Thanks for the feedback.

To be honest, the issue is difficult to reproduce because the boundary conditions are quite complex.
We also haven't deployed this patch in production yet. I discovered the relationship between
kswapd_failures and direct reclaim through the following bpftrace script:

'''bash

bpftrace -e '
#include <linux/mmzone.h>
#include <linux/shrinker.h>
kprobe:balance_pgdat {
	$pgdat = (struct pglist_data *)arg0;
	if ($pgdat->kswapd_failures > 0) {
		printf("[node %d] [%lu] kswapd end, kswapd_failures %d\n", $pgdat->node_id, jiffies, $pgdat->kswapd_failures);
	}
}
tracepoint:vmscan:mm_vmscan_direct_reclaim_end {
	printf("[cpu %d] [%ul] reset kswapd_failures %d \n", cpu, jiffies, args.nr_reclaimed)
}
'

'''

The trace results showed that when kswapd_failures reaches 15, continuous direct reclaim keeps
resetting it to 0. This was accompanied by a flood of kswapd_failures log entries, and shortly
after, we observed massive refaults occurring.
(Note that I can only observe up to 15 in the trace due to a kprobe limitation:
the kprobe on balance_pgdat fires at function entry, but kswapd_failures is incremented to 16 only
when balance_pgdat fails to reclaim any pages - at which point kswapd goes to sleep and there's no
suitable hook point to capture it.)


Before I send v3, I'd like to continue the discussion to make sure we're aligned on the approach:

    Do you think the bpftrace evidence above is sufficient?


If you and Michal are okay with the current approach, I'll prepare v3 with mote detailed comments addressed.

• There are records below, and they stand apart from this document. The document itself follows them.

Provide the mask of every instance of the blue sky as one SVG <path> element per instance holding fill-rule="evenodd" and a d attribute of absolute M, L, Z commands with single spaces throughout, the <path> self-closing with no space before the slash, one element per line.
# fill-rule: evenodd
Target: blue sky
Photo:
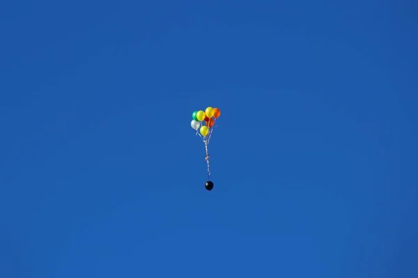
<path fill-rule="evenodd" d="M 417 8 L 2 2 L 0 277 L 416 277 Z"/>

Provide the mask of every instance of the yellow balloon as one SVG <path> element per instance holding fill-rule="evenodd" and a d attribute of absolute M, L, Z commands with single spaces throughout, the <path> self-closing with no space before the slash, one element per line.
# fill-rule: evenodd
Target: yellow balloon
<path fill-rule="evenodd" d="M 205 110 L 205 114 L 208 118 L 212 118 L 213 116 L 213 113 L 215 113 L 215 111 L 213 111 L 213 108 L 211 107 L 206 108 L 206 110 Z"/>
<path fill-rule="evenodd" d="M 197 121 L 199 121 L 199 122 L 201 122 L 202 121 L 203 121 L 205 119 L 205 112 L 203 112 L 201 110 L 198 111 L 197 113 L 196 114 L 196 118 L 197 118 Z"/>
<path fill-rule="evenodd" d="M 208 135 L 208 133 L 209 133 L 209 130 L 208 129 L 208 127 L 206 125 L 202 125 L 200 132 L 201 134 L 206 136 Z"/>

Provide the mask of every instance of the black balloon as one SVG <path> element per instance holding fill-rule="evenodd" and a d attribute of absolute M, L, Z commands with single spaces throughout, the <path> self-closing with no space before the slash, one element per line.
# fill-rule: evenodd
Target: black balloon
<path fill-rule="evenodd" d="M 213 189 L 213 183 L 210 180 L 208 180 L 206 183 L 205 183 L 205 188 L 206 188 L 206 190 L 212 190 Z"/>

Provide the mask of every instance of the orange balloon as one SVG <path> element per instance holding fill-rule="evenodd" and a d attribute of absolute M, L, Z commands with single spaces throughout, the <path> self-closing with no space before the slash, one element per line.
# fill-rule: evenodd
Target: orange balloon
<path fill-rule="evenodd" d="M 219 108 L 213 109 L 213 118 L 218 118 L 221 116 L 221 110 Z"/>
<path fill-rule="evenodd" d="M 213 126 L 213 125 L 215 125 L 215 121 L 213 121 L 213 119 L 212 118 L 209 118 L 208 121 L 206 121 L 205 123 L 206 123 L 206 125 L 208 125 L 208 128 L 210 128 Z"/>

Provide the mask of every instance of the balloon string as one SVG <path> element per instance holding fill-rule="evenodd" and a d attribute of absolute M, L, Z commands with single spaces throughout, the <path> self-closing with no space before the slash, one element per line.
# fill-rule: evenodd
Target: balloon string
<path fill-rule="evenodd" d="M 208 141 L 206 139 L 203 139 L 203 142 L 205 143 L 205 150 L 206 150 L 206 157 L 205 157 L 205 160 L 206 160 L 206 164 L 208 164 L 208 180 L 209 180 L 209 176 L 210 176 L 210 167 L 209 166 L 209 151 L 208 150 Z"/>

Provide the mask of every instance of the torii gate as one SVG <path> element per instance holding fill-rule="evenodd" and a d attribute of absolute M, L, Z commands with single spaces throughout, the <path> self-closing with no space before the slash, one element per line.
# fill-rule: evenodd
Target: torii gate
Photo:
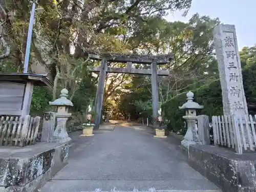
<path fill-rule="evenodd" d="M 88 56 L 94 60 L 101 60 L 101 65 L 94 67 L 89 71 L 99 72 L 99 77 L 97 88 L 95 109 L 96 118 L 94 129 L 98 129 L 100 123 L 100 117 L 102 108 L 104 95 L 105 79 L 106 73 L 126 73 L 151 75 L 152 88 L 152 104 L 153 117 L 158 117 L 158 89 L 157 76 L 169 76 L 168 70 L 157 70 L 157 65 L 169 63 L 174 58 L 174 54 L 161 55 L 137 55 L 133 54 L 120 54 L 116 53 L 96 54 L 89 53 Z M 108 62 L 126 63 L 125 68 L 111 68 L 107 66 Z M 132 69 L 133 63 L 151 65 L 151 69 Z"/>

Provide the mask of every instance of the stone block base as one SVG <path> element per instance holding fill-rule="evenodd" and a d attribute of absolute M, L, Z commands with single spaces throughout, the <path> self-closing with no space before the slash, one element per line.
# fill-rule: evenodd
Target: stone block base
<path fill-rule="evenodd" d="M 223 192 L 256 191 L 256 152 L 236 154 L 214 145 L 190 145 L 189 165 Z"/>
<path fill-rule="evenodd" d="M 0 147 L 0 191 L 35 191 L 68 163 L 67 143 Z"/>

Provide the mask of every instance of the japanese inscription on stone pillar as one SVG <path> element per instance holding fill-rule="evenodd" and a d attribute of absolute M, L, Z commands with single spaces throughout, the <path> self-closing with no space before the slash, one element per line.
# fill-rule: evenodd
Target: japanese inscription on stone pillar
<path fill-rule="evenodd" d="M 248 114 L 234 26 L 218 25 L 215 29 L 214 41 L 224 114 Z"/>

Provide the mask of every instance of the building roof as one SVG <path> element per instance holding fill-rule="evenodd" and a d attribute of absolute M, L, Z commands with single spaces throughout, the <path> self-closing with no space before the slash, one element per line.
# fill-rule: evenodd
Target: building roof
<path fill-rule="evenodd" d="M 52 89 L 53 85 L 45 75 L 31 73 L 0 73 L 0 81 L 25 83 L 33 81 L 35 86 L 47 86 Z"/>

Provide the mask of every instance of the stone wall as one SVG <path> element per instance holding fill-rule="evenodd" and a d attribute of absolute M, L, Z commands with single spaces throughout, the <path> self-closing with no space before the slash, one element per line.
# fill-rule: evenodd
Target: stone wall
<path fill-rule="evenodd" d="M 67 164 L 69 146 L 49 143 L 0 149 L 0 191 L 35 191 Z"/>
<path fill-rule="evenodd" d="M 213 145 L 190 145 L 190 165 L 223 192 L 256 191 L 256 152 L 235 154 Z"/>

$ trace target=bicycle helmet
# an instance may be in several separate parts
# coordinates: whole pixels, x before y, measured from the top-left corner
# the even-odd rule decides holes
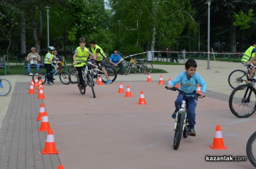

By the way, this tracing limitation makes me wonder: would it be appropriate to add two tracepoints for
kswapd_failures? One for when kswapd_failures reaches MAX_RECLAIM_RETRIES (16), and another for when it
gets reset to 0. Currently, the only way to detect this is by polling node_unreclaimable from /proc/zoneinfo,
but the sampling interval is usually too coarse to catch these events.